E ancora: «Gli uomini di scienza […] sono l’incarnazione della barbarie mentale, proveniente dalla sostituzione degli schemi ai concetti, dei mucchietti di notizie all’organismo filosofico-storico»

Da ciò, politiche consequenziali che secondo scienziati del calibro di Enrico Bellone e Giulio Giorello sarebbero state deleterie sia per le riforme dell’istruzione scolastica che per gli orientamenti pedagogici della scuola italiana,  e quindi per la formazione di una classe dirigente e politica che riconoscesse alla scienza la sua importanza, condizione in assenza della quale si è arrivati ad un ritardo nello sviluppo scientifico e tecnologico nazionale con le ovvie implicazioni culturali.

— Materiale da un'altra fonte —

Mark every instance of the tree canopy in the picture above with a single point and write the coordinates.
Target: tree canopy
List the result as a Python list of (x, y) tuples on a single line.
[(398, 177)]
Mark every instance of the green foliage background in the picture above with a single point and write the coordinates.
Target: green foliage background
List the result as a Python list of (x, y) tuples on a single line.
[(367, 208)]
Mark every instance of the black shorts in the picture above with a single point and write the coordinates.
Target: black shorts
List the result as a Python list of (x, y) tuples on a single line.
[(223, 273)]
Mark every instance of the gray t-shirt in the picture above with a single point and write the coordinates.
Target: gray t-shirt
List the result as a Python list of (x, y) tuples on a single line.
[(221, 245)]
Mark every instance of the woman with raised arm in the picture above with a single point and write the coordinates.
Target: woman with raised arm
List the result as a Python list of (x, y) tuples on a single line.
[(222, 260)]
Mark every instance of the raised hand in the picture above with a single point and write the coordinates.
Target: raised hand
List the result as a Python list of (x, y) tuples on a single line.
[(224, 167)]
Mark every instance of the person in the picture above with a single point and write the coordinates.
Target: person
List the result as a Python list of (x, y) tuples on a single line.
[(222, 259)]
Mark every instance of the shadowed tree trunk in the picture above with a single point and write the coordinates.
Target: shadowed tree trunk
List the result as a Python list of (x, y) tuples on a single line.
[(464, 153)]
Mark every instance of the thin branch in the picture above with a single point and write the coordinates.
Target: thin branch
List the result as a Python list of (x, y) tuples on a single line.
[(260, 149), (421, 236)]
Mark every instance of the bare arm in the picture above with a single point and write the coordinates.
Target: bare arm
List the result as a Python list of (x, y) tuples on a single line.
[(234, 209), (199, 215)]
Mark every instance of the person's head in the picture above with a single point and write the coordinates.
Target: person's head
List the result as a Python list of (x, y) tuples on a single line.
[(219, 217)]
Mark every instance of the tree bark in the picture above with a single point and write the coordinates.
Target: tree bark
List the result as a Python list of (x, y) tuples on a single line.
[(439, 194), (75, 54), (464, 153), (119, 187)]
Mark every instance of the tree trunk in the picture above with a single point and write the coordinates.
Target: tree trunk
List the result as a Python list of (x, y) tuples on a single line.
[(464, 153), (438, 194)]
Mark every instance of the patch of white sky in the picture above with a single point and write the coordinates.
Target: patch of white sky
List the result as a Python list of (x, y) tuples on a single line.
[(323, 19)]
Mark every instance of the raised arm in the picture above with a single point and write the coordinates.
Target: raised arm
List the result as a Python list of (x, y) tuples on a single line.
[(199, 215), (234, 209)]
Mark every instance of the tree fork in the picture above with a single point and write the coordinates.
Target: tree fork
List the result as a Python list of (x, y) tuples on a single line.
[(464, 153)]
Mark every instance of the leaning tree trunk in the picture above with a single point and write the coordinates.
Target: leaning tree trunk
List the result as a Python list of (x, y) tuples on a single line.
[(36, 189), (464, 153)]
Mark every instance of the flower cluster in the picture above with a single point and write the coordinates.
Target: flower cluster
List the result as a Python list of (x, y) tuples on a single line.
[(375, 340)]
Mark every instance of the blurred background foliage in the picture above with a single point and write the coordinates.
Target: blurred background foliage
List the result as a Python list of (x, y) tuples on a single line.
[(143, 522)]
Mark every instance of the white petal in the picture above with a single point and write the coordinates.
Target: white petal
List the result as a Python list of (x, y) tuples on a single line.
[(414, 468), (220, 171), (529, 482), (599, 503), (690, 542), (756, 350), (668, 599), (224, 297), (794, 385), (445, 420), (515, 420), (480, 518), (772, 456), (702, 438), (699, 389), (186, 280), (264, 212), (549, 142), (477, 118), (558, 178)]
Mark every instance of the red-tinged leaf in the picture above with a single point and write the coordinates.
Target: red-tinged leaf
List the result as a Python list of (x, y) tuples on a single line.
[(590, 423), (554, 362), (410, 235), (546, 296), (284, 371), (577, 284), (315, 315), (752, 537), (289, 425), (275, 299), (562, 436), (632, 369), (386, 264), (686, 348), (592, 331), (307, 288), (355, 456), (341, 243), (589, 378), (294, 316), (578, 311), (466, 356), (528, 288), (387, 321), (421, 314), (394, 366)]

Gentile e Croce costituiscono, ormai, il passato e un passato nemmeno recente. Ma nonostante questo credo che le parole di Volterra descrivano una situazione tutt’altro che passata e risolta.

L’inversione di tendenza che ci si aspetta dalla politica è proprio questa: il metodo scientifico come metodo ma anche stile di amministrazione.

Ed è proprio su tale linea, e nel limite delle mie possibilità, che ho deciso di accettare la proposta di candidarmi con Più Europa con Emma Bonino alle Regionali del Lazio e alla Camera nel Collegio Calabria2.